“It is also advisable for young girls not to engage in sex at an early ages as this has been seen to be another factor behind the rise in Cervical Cancer in Zimbabwe…”
By Michael Gwarisa
YOUNG girls who engage in sexual intercourse at an early age (9-18) are at a greater risk of developing cervical cancer in the long run, an Island Hospise official has said.
Speaking in a program HIV Interventions on Star FM yesterday, Island Hospise Training Manager Franciscah Tsikai urged young girls to abstain from sex until their bodies are mature enough for such activities.
“Cervical cancer has always been there but traditionally it was most prevalent in women around the ages 40 and above. These days however, Cervical cancer knows no age as it is affecting young girls. This is because at times girls are having multiple sexual partners, but other risk factors include using some vagina tightening herbs in pursuit of pleasing their sexual partners.
“Smoking has been identified as another leading cause of Cervical Cancer in women, women are also encouraged to deliver their babies in safe institutions so as to avoid using unsterilized objects during delivery. It is also advisable for young girls not to engage in sex at an early age as this has been seen to be another factor behind the rise in Cervical Cancer in Zimbabwe,” said Tsikai.
Most young girls in Zimbabwe and the world over are indulging in sex at very young ages of around 10 or 14 years putting the young population at risk owing to the ravenous disease.

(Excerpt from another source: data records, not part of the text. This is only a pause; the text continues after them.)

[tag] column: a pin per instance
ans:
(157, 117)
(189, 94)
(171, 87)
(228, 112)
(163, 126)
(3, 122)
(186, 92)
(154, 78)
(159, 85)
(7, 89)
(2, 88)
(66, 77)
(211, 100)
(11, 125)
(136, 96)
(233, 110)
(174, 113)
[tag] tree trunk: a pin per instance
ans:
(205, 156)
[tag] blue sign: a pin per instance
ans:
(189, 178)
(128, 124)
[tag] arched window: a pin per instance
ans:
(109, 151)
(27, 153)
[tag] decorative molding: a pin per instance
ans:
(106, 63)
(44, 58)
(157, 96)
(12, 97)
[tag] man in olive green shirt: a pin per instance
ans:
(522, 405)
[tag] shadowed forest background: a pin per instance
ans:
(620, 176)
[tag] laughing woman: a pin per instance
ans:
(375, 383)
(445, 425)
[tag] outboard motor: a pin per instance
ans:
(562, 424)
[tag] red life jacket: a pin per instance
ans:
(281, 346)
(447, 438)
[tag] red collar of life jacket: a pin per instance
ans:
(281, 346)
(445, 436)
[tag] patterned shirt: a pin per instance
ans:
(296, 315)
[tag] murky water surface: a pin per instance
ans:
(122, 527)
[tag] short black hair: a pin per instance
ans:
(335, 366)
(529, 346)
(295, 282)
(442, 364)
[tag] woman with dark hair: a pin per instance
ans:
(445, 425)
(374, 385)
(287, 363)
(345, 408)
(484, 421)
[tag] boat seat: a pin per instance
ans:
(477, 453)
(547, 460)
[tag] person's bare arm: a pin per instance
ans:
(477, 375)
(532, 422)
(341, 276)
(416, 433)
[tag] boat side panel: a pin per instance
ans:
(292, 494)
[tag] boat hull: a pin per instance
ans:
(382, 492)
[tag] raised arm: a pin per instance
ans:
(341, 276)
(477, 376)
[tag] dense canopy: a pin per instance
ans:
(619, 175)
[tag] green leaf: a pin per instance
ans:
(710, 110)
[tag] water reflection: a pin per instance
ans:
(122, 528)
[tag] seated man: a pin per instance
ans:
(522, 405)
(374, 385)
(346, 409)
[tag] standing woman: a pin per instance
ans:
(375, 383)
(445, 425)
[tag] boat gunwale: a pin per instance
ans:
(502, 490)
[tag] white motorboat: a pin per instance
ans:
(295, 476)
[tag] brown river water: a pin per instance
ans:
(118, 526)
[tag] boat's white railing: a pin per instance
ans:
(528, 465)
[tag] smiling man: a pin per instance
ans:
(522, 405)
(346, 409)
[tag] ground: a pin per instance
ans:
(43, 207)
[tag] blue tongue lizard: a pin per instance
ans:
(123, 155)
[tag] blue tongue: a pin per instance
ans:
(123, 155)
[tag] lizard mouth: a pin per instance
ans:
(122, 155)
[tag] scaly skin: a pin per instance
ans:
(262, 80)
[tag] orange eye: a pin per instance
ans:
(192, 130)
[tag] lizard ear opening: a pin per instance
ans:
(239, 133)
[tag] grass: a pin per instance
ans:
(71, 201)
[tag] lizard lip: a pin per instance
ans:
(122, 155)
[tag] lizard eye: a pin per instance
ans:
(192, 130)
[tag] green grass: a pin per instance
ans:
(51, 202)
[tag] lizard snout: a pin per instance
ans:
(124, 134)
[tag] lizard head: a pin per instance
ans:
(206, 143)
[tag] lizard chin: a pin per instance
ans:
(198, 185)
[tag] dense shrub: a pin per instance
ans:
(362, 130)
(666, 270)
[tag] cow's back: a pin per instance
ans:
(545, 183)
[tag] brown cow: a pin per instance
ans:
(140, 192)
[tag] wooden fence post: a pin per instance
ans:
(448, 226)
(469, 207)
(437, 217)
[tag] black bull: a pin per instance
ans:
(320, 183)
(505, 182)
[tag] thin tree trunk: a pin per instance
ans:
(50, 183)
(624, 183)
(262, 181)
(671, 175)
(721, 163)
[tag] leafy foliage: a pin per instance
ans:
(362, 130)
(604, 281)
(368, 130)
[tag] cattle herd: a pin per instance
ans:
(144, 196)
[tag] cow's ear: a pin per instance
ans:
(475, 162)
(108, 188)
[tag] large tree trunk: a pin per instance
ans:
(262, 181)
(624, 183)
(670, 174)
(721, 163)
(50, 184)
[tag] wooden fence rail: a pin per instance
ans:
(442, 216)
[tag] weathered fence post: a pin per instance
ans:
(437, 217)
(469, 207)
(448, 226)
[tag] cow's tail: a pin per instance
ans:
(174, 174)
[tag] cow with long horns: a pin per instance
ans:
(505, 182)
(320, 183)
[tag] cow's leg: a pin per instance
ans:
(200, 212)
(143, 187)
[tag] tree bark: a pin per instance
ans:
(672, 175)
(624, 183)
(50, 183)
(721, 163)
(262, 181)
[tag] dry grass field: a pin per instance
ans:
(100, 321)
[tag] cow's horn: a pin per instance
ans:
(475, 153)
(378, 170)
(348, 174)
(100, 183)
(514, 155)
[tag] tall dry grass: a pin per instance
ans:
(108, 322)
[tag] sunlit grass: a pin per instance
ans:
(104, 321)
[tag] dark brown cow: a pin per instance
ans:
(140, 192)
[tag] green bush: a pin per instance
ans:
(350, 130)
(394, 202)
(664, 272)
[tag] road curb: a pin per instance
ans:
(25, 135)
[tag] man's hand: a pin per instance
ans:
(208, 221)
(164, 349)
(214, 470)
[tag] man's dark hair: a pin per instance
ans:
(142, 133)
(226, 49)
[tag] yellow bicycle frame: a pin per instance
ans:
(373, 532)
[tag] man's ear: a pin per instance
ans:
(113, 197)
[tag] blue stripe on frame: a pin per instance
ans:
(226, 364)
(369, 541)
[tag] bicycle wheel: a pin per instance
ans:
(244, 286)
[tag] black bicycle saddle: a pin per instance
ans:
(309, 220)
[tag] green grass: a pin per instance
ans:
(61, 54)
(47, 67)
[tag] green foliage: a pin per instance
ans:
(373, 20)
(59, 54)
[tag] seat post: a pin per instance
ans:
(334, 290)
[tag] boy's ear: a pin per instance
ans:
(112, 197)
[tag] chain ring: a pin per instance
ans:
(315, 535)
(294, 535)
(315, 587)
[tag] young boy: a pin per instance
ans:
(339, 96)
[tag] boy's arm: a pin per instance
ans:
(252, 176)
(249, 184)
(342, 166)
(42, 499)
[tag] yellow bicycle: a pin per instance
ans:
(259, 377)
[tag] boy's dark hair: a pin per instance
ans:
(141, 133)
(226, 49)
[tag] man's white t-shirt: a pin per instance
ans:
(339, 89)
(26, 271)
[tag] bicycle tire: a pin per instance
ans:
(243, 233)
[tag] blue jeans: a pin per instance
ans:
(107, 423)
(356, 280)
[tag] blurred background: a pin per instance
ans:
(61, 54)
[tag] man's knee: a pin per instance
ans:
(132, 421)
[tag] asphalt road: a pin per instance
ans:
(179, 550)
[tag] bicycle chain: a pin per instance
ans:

Tsikai however encouraged women to regularly visit health institutions for check ups and screening to avoid developing cervical cancer.
“Signs of cervical cancer include a painful feeling during sex or even after sex, experiencing back aches after sex, passing out blood from the vagina and sometimes passing out an smelly fluid from the vagina.
“In Zimbabwe however when women start experiencing such blood from their privates, they rush to believe they have been bewitched thus turning away from visiting health institutions where they can get proper diagnosis.”
Most women in their menopause era at times pass out bloody blocks from their private parts even way in their old age and this has been singled out as a sign of cervical cancer.
Meanwhile, 60 percent of most cervical cancer cases in Zimbabwe are HIV related.The National Aids Council (NAC) communications official Tadiwa Pfupa called on women and the general public at large to get tested regularly for HIV.
“We encourage people to go for HIV testing regularly to see if they have the virus. Once one is discovered to be positive, they are put on treatment to help the body to stay stable in the fight against HIV.”